En début d’après-midi aujourd’hui, dimanche 6 décembre 2020, le Service de sécurité incendie de Montréal et le SPVM ont procédé à une intervention au campement Notre-Dame, où résident plusieurs dizaines de personnes en situation d’itinérance. Une dizaine de véhicules de la police rôdaient autour du camp. Les pompiers ont distribué des avis d’éviction aux campeurs et le SPVM a annoncé qu’il accorderait jusqu’à demain matin aux occupant.e.s pour plier bagage. Alors que plusieurs résidant.e.s du campement n’ont pas l’intention de quitter, les policiers ont affirmé qu’ils procèderaient au démantèlement du camp dès 8h demain matin.

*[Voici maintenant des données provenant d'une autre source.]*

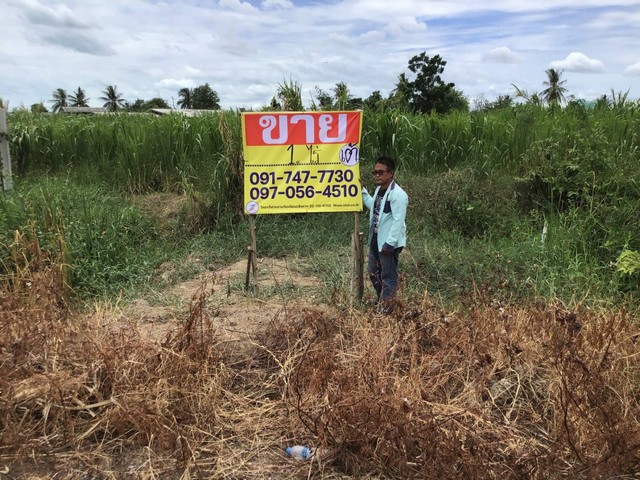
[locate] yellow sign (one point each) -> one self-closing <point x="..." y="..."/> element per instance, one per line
<point x="298" y="162"/>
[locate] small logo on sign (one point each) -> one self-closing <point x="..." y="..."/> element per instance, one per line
<point x="350" y="155"/>
<point x="252" y="207"/>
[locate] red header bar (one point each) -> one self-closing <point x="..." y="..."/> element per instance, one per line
<point x="301" y="128"/>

De passage au campement pour faire quelques entrevues avec les médias, le maire d’arrondissement Pierre Lessard-Blais a refusé d’admettre que la situation au campement relevait d’un enjeu politique, affirmant que la situation était hors de son contrôle. Invectivé par plusieurs personnes en colère lui reprochant son inaction, il a quitté le campement sous une pluie d’insultes.

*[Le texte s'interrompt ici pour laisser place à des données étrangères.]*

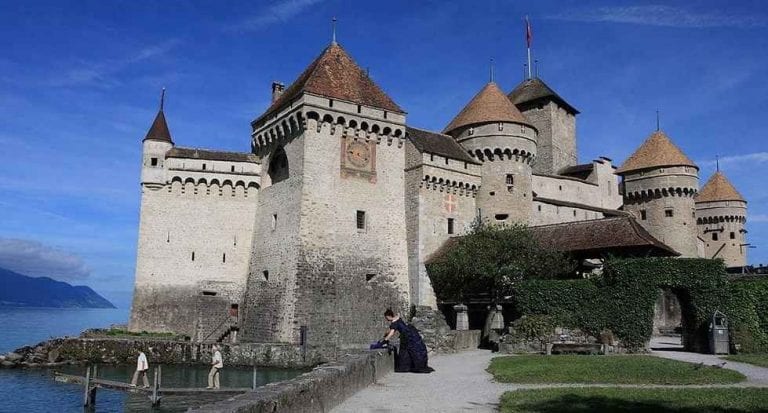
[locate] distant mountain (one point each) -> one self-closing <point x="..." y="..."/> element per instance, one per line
<point x="17" y="290"/>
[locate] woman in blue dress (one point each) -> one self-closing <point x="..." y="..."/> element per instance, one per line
<point x="412" y="356"/>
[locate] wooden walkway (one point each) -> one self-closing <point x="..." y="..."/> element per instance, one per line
<point x="155" y="392"/>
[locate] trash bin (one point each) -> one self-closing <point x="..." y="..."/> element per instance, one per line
<point x="718" y="334"/>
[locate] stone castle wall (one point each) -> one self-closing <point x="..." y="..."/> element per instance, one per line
<point x="721" y="227"/>
<point x="662" y="202"/>
<point x="556" y="138"/>
<point x="437" y="189"/>
<point x="194" y="238"/>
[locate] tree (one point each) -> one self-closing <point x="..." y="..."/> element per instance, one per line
<point x="490" y="260"/>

Le site, occupé depuis environ six mois, n’a cessé de grossir depuis son implantation. Un bloc sanitaire, une cuisine, un wifi bidouillé : les occupant.e.s ont amélioré leur camp au fil du temps et ont appris à vivre ensemble malgré le bruit des camions, des bateaux et l’odeur des exhaust. L’endroit n’est pas parfait, mais ils et elles sont nombreux.ses à préférer le campement aux refuges où les conditions d’accès sont sévères et discriminatoires.

L’avis d’éviction arrive après qu’un incendie, fort médiatisé, soit survenu au campement hier soir. En effet, une bougie mal placée avait fait bruler une tente entière. Heureusement personne n’a été blessé, malgré la décision des pompiers de laisser le feu ravager la tente. Sans pouvoir confirmer s’il est ici question de simple mépris ou d’une directive politique, plusieurs témoins affirment avoir vu les pompiers patienter très longtemps avant de prendre les moyens pour intervenir. Le lendemain, pour faire bonne figure, la sécurité incendie de Montréal (SIM) avait tout d’abord annoncé vouloir entreprendre des démarches de sensibilisation auprès des habitant.e.s du campement. Mais c’est plutôt avec des injonctions, accompagnées des habituelles brutes policières que le SIM s’est présenté aujourd’hui au campement.

Une opération de harcèlement de la part de la ville avait déjà commencé il y a quelques jours. Des employés venaient vérifier si les tentes étaient occupées durant la journée et, si elles ne l’étaient pas, n’hésitaient pas à les démanteler et à disposer des effets de son occupant.e.s. Certain.e.s ont eu la mauvaise surprise de revenir à leur tente pour ne plus la trouver où elle était jusqu’au matin.

La tension était vive au campement aujourd’hui, alors que l’incertitude liée à l’intervention policière imminente vient ajouter un poids sur les épaules des occupant.es. La question se pose à celles et ceux qui y ont élu domicile au campement : partir, mais pour aller où ? Avec l’hiver qui approche, l’insécurité est grande dans cette population déjà fortement marginalisée et discriminée.